Alquran juga mengisahkan hal ini di dalam surah yang lain, yaitu al-Ankabut ayat 39-40. ”Dan (juga) Qarun, Firaun, dan Haman. Dan sesungguhnya telah datang kepada mereka Musa dengan (membawa bukti-bukti) keterangan-keterangan yang nyata. Akan tetapi, mereka berlaku sombong di (muka) bumi, dan tiadalah mereka orang-orang yang luput (dari kehancuran itu). Maka, masing-masing (mereka itu) Kami siksa disebabkan dosanya, lalu di antara mereka ada yang Kami timpakan kepadanya hujan batu, kerikil, dan di antara mereka ada yang ditimpa suara keras yang mengguntur. Kemudian, di antara mereka ada yang Kami benamkan ke dalam bumi dan di antara mereka ada yang Kami tenggelamkan, dan Allah sekali-kali tidak hendak menganiaya mereka, tetapi merekalah yang menganiaya diri mereka sendiri.”

Tempat di mana Qarun dan seluruh kekayaannya dibenamkan oleh Allah ke dalam bumi ini berada di sebuah tempat yang kini dikenal dengan sebutan Danau Qarun (Bahirah Qarun). Namun, tidak ada satu pun kekayaan Qarun yang tersisa, selain puing-puing istananya yang bernama Qasru el-Qarun yang sampai saat ini masih berdiri kokoh di pinggir Tasik Qarun, Kota Fayyoum, yang tidak terlalu jauh dari Kairo, Mesir.
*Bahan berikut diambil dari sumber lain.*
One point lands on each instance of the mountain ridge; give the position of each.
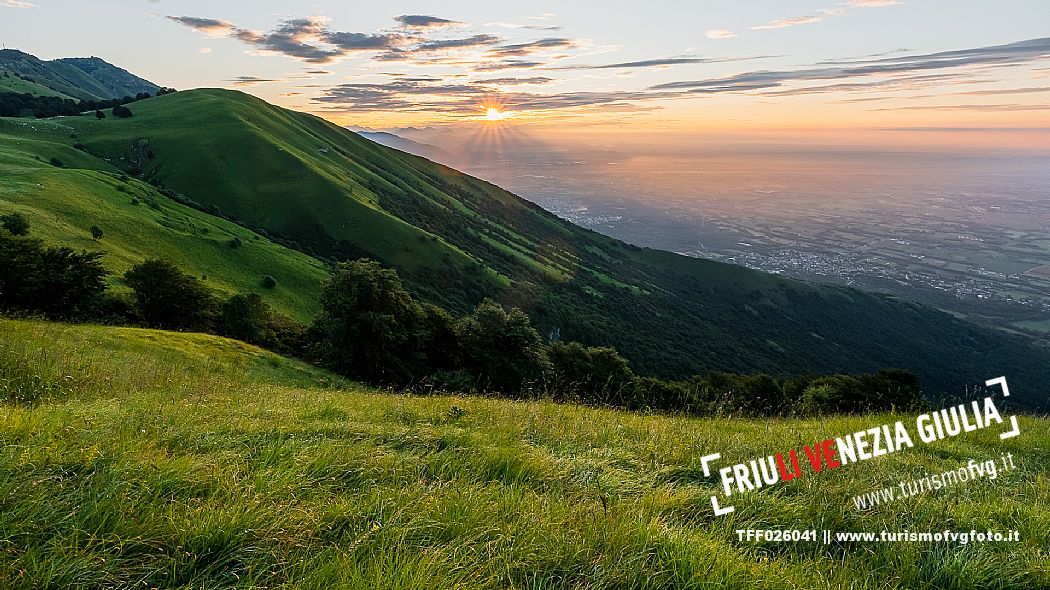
(90, 79)
(457, 239)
Setelah menyaksikan kejadian yang menimpa Qarun, bertambahlah keimanan orang-orang Bani Israil kepada Allah. ”Benarlah Allah melapangkan rezeki bagi siapa saja yang Dia kehendaki dari hamba-hamba-Nya dan menyempitkannya; kalau Allah tidak melimpahkan karunia-Nya atas kita, benar-benar Dia telah membenamkan kita (pula). Aduhai benarlah, tidak beruntung orang-orang yang mengingkari (nikmat Allah),” ujar mereka.

Kisah Qarun ini mengajarkan kita tentang bahaya sifat kufur, cinta dunia, dan sombong. Allah mengingatkan agar kita selalu bersyukur atas limpahan nikmat kekayaan yang kita miliki. ”Sesungguhnya jika kamu bersyukur, pasti Kami akan menambah nikmat kepadamu, dan jika kamu mengingkari (nikmat-Ku), maka sesungguhnya azab-Ku sangat pedih,” demikian Surah Ibrahim ayat 7.